As pool play went on in Rio, the US found their defense exploited by opponents and highly criticized by the media and fans across the world, but when it matter the most, during the elimination games the US has put together the best defensive efforts in back to back games.
From the start of the game, the frontline of US dominated play in the paint, led by nine points, 16 rebounds, and four blocks by Deandre Jordan, who used his athleticism to overpower Spain and by the fourth quarter he had completely worn down star Pau Gasol, who scored 23 points in the losing effort for Spain. The US had 53 total rebounds to Spain’s 41 and 21 offensive boards to Spain’s 14.
Nearly all possessions inside the key were difficult for both teams. Spain ended the game shooting only 39 percent from the field. After poor showings against Austria, Serbia, and France—who all came close to scoring 100 points on the Americans—the US has held Argentina to 78 points and now Spain to 76 points.
“We wanted them to take tough 2s, we wanted them to shoot the ball being uncomfortable with a hand in their face,” Carmelo Anthony said. “No uncontested shots. We did that. We stayed home on the 3s. They penetrated, we wanted DeAndre to kind of clean that up. He did a hell of a job doing that for us.”
The lack of communication on defense and lapses in focus that bogged down earlier defensive game plans have been wiped away as pool play has moved on the elimination rounds.

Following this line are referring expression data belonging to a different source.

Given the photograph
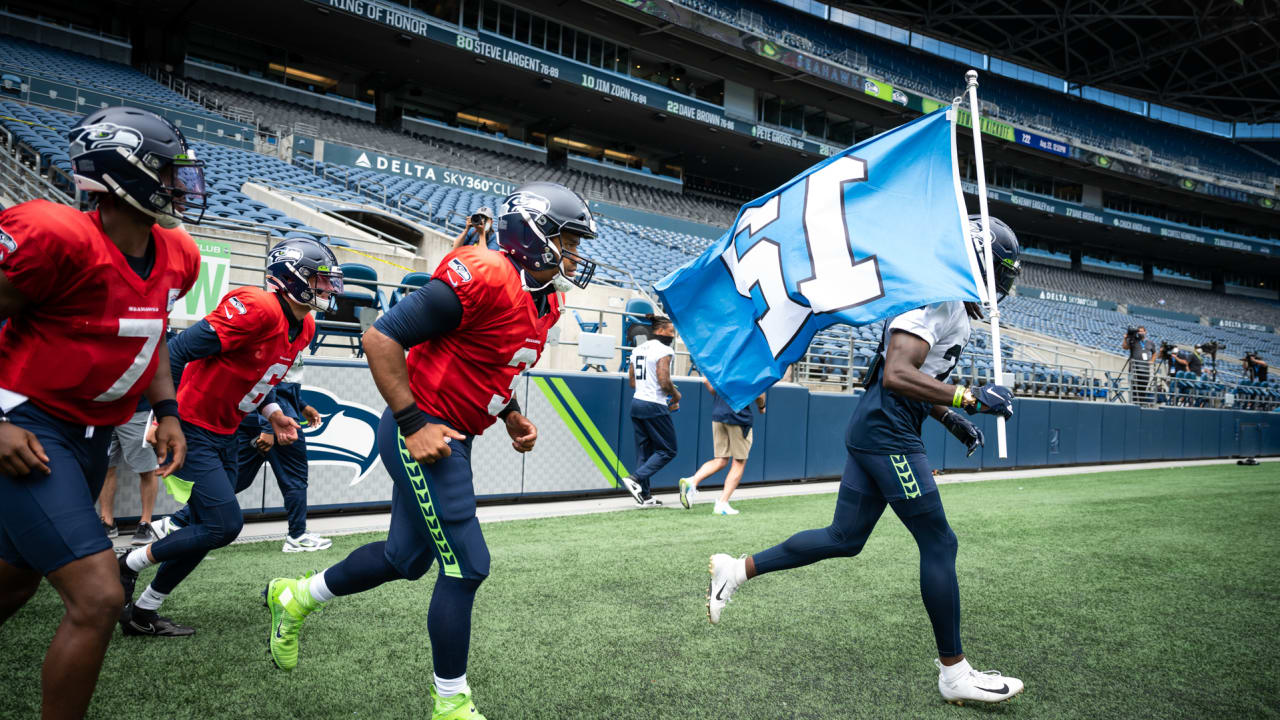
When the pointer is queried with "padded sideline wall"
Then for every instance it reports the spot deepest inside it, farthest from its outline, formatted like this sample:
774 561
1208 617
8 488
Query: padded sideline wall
586 438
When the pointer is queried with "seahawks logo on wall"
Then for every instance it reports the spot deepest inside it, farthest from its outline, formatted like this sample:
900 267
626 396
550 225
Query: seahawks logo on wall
104 135
347 436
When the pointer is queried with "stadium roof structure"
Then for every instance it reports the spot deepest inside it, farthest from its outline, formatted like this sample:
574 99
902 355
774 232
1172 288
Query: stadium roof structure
1217 58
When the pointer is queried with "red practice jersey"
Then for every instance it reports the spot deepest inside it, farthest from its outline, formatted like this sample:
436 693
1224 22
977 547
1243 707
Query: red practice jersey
85 347
218 391
465 377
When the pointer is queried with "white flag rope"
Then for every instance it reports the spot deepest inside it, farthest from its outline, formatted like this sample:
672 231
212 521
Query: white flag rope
993 306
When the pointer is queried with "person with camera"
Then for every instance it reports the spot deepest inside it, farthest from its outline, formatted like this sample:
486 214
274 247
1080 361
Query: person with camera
1180 360
1141 352
1255 367
478 231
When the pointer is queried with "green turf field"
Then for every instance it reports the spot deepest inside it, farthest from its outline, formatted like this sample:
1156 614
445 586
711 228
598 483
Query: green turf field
1151 593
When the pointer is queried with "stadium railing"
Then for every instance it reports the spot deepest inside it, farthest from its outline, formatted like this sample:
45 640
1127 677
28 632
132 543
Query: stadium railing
22 181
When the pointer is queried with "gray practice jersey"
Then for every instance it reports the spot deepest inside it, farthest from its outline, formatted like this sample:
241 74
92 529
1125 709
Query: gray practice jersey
886 422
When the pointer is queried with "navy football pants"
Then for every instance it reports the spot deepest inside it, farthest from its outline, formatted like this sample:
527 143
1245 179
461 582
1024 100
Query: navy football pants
871 482
433 520
656 443
288 464
49 520
215 515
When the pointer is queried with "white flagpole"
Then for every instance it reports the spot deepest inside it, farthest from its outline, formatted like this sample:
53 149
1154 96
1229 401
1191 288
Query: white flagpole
996 360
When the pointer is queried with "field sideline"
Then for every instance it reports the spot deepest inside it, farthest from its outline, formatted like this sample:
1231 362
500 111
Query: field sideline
1142 593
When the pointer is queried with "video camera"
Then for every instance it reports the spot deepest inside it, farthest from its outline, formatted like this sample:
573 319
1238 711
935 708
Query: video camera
1211 347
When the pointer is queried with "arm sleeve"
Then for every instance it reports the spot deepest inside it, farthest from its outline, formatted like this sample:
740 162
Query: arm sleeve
195 342
429 311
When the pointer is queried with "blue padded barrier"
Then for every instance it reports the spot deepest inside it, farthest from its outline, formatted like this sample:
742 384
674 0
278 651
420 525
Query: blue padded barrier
785 433
599 396
1063 428
828 415
1132 433
1112 432
1032 434
1088 432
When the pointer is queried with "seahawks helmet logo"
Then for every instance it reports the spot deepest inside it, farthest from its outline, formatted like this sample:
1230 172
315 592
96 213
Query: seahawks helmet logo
525 201
104 135
284 254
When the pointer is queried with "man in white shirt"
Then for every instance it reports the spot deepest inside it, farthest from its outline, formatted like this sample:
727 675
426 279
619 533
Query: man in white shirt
654 397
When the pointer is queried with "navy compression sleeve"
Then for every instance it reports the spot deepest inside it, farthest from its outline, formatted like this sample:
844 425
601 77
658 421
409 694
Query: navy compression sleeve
195 342
429 311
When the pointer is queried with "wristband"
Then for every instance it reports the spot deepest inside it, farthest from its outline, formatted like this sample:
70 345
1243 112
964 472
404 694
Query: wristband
410 419
165 409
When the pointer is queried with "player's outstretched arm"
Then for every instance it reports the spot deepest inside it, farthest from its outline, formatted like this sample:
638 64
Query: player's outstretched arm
903 374
903 361
169 442
429 311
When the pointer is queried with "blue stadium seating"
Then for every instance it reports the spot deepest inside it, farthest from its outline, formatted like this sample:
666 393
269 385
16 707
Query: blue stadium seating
1019 103
90 72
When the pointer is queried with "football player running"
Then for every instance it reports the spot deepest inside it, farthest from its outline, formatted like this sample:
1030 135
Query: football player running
87 297
887 465
225 367
470 332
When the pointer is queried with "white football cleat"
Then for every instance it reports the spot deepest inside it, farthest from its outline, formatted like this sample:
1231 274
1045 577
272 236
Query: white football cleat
634 488
307 542
688 492
725 580
972 686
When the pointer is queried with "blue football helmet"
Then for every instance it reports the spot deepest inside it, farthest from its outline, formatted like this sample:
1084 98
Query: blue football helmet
535 214
1005 250
142 159
306 270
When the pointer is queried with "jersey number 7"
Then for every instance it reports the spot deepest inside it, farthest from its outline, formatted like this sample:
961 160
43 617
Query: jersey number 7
151 329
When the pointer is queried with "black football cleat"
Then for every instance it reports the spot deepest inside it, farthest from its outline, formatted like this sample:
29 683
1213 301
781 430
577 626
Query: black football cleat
137 621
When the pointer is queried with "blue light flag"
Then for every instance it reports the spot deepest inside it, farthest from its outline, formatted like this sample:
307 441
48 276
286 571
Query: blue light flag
872 232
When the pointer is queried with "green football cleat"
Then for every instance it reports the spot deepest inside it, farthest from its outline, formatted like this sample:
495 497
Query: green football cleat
289 604
455 707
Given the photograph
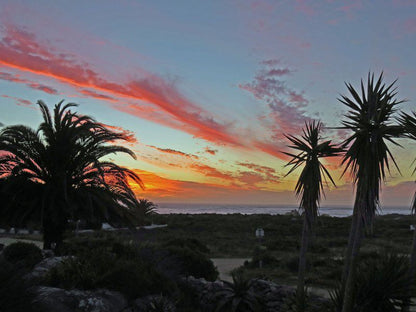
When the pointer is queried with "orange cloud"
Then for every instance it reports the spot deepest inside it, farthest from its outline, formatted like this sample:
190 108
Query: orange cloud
34 85
211 151
19 101
129 135
20 50
173 152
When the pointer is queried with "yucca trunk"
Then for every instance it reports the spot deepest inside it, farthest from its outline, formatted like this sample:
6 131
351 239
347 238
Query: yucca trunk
412 263
349 288
347 259
302 263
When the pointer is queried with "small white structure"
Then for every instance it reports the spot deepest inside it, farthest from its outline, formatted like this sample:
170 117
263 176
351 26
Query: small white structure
259 233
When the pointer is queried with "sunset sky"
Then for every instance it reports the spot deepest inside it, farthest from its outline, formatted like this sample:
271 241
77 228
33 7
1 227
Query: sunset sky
205 90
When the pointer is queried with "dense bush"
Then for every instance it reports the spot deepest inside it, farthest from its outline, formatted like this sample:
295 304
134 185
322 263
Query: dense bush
14 291
382 284
81 272
136 279
84 244
194 263
264 255
190 243
238 296
21 253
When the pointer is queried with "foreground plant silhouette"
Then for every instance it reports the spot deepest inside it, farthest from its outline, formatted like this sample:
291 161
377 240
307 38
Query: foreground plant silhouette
57 172
409 126
309 186
238 296
370 118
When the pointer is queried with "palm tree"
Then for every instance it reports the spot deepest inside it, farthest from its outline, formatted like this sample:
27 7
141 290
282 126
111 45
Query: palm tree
238 295
310 184
409 125
57 172
370 118
147 207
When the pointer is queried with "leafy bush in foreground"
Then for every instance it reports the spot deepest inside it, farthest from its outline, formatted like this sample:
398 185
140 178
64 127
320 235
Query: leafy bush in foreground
194 263
238 296
14 291
382 285
21 253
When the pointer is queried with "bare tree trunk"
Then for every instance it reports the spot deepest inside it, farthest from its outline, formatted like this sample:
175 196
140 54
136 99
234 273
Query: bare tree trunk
347 260
348 301
302 264
412 263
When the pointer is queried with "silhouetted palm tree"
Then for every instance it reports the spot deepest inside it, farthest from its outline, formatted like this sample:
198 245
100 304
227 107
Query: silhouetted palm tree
238 296
147 207
310 184
57 172
370 118
409 124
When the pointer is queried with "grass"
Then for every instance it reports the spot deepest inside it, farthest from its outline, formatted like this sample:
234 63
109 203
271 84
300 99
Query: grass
233 236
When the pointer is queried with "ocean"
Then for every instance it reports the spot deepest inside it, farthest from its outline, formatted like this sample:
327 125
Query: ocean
176 208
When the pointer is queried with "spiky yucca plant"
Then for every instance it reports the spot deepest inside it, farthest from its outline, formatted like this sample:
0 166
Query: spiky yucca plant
309 187
371 120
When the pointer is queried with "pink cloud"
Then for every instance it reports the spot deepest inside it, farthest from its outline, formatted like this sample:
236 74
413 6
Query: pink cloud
351 7
34 85
287 106
129 135
20 50
173 152
304 7
211 151
410 25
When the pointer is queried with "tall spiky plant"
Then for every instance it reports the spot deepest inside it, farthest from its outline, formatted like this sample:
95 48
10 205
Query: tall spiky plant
310 185
57 172
371 120
409 126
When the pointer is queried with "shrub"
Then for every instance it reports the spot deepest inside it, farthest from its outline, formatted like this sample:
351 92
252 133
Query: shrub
382 284
21 253
81 272
14 293
136 279
237 296
194 263
84 244
265 256
190 243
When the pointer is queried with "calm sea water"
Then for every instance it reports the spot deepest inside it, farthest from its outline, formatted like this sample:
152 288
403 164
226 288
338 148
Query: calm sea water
166 208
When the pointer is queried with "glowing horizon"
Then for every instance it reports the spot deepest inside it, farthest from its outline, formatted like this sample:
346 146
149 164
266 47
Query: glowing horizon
205 91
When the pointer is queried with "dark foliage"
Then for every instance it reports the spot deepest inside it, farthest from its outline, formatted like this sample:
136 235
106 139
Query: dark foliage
23 254
238 296
382 285
15 295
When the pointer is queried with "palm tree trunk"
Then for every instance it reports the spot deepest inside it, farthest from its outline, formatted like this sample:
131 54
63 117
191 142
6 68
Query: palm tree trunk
347 260
348 302
302 264
412 263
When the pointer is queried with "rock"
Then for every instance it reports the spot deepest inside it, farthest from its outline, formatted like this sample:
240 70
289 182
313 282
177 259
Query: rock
153 303
50 299
42 268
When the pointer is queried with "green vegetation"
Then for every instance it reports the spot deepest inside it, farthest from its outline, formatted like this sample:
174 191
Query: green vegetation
371 120
309 149
57 172
22 254
136 270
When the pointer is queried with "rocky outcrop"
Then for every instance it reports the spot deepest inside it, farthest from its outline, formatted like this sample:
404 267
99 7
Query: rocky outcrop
42 268
274 297
50 299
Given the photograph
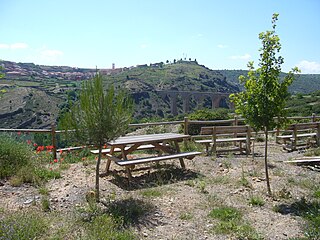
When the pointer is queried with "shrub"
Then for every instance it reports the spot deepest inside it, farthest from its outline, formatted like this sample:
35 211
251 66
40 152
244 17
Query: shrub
105 227
22 225
13 156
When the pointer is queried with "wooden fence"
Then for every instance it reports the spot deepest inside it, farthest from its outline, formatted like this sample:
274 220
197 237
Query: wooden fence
186 123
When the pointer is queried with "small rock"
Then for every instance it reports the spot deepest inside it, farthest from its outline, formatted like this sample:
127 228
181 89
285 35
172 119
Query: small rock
28 201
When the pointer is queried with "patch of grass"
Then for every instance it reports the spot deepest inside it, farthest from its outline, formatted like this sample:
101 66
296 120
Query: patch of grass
23 225
306 183
227 163
186 216
14 155
190 183
312 152
256 201
45 204
309 210
231 223
151 193
106 227
225 213
43 191
283 193
220 179
47 174
316 193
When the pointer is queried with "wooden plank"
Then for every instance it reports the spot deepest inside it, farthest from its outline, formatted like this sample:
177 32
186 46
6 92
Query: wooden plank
107 150
303 160
157 158
222 140
147 139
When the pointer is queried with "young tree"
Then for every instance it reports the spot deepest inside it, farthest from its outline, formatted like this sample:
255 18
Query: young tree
98 117
265 93
1 74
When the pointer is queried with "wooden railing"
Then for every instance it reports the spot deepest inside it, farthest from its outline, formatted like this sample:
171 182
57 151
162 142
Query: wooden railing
186 123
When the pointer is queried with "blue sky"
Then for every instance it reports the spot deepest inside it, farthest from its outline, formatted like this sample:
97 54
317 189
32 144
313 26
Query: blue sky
219 34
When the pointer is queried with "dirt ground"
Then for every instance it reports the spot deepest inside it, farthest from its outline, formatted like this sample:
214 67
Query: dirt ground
186 197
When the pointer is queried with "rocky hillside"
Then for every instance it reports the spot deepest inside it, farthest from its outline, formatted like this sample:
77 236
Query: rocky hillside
303 83
33 96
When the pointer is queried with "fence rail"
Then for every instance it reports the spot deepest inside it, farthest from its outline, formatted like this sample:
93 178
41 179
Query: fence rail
186 123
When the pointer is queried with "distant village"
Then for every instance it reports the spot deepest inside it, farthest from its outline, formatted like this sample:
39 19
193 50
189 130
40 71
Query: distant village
31 71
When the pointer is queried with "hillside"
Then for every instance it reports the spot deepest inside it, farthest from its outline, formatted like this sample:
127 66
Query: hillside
33 95
304 83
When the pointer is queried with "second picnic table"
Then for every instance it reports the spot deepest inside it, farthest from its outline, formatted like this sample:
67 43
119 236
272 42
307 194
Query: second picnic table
164 143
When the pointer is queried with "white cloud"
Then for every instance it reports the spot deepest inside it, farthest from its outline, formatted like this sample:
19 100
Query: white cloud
247 56
18 46
50 56
143 46
309 67
4 46
51 53
222 46
13 46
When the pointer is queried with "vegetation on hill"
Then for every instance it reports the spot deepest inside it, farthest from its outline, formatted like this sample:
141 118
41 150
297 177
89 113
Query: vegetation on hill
303 83
34 96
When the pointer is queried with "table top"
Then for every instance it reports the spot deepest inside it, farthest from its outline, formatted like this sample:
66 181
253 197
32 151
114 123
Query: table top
149 138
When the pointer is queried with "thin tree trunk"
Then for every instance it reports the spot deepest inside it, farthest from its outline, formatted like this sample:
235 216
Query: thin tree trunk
98 174
266 160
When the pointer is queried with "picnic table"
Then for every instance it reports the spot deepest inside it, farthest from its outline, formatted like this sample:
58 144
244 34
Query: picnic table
166 144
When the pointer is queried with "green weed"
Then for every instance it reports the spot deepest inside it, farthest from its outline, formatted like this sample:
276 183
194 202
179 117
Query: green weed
256 201
186 216
23 225
151 193
231 223
14 155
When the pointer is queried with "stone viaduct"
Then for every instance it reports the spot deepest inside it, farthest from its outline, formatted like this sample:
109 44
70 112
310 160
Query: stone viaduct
186 96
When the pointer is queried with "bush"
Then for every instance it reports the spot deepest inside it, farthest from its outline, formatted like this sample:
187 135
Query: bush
22 225
13 156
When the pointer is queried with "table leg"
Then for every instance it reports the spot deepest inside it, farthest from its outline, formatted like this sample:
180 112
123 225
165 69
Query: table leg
109 160
128 168
178 151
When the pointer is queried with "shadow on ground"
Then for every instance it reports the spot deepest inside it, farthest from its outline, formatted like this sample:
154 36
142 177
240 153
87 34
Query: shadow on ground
151 177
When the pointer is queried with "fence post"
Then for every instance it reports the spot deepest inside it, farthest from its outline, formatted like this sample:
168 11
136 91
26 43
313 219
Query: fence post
186 127
54 143
278 128
235 123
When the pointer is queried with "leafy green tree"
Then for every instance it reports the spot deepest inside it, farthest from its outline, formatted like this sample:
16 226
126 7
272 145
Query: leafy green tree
98 117
265 92
1 74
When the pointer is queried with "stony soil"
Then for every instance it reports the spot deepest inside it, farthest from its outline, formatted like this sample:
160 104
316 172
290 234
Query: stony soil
205 184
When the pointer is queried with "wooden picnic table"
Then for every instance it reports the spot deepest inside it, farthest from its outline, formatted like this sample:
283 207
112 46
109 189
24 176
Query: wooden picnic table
166 144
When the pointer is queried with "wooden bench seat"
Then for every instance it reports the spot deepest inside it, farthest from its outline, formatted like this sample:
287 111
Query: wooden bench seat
107 150
188 155
238 135
301 135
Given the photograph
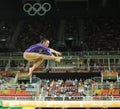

The US isn’t invincible, but it sure is playing a much more complete game than one week ago as they head into the gold medal match.
Their opponent will be Serbia, who used an 8-0 run to start off their semifinal game against Australia. The Aussies were forced to call an early timeout and things didn’t improve much from that point forward. Team Australia looked out of sorts from the get-go, managing only five points in the first quarter and 14 total in the first half.
Mixing zone and man-to-man defensive sets, Serbia pushed Australia around with stifling defensive performance. Australia had a stagnant, off-rhythm offense that was forced to put up tough shot after tough shot, shooting a decent 51 perfect from the field, but only 13 perfect from the three point line.
Australian were considered the heavy favorites to face Team USA in the gold medal game—if the US comes out slow on Sunday they may be in for a biggest test than anyone had anticipated. In early pool play, teams who were not intimated by the superstar power of the Americans fared much better, keep games ugly without any flow on the offensive side of the ball.
A team this well-coached will not just hand a gold medal over to the US. Head coach Sasha Djordjevic does an amazing job game planning for matchups utilizing a team defensive that leads Serbia’s play. Team USA is good enough to beat any team in the world, but they can’t walk onto the court underestimating the Serbian team, a team who already put a scare into them, showing the defensive flaws of the US to world on the largest stage for basketball.
“Serbia is one of the top international teams,” said USA head coach Mike Krzyzewski. “We played them in the World Cup two years ago for the championship. They’re unbelievably well-coached; they’ve been together; in (Milos) Teodosic you have one of the great guards in the last decade in Europe; in (Bogdan) Bogdanovic they have one of the great shooters; and (Miroslav) Raduljica is one of the best big men. Then they are tall and deep and they’ll be huge challenge for us and we respect the heck out of them.”
For the Americans, a win can land them their third consecutive gold medal and extend their eight-year dominance in international basketball play. The US men now boast a 137-5 all-time record in Olympic play and have won a medal in 14 of the 17 Olympic men’s basketball competitions in which they have competed. With this kind of resume not many expected to see the US struggle through pool play the way they did, but now they are right where they were expected to be — in the finals. The US will have to work for their gold medal.
“When the stakes are the highest is when we all play the best, and there won’t be any higher (stakes) than on Sunday,” Klay Thompson said of the gold medal game. “Expect a great effort from all of us.”
Carmelo Anthony summed up the approach of the team going into the finals game by saying, “We’ve got one game. That’s what we came here for and we don’t want to leave with anything less than the gold medal.”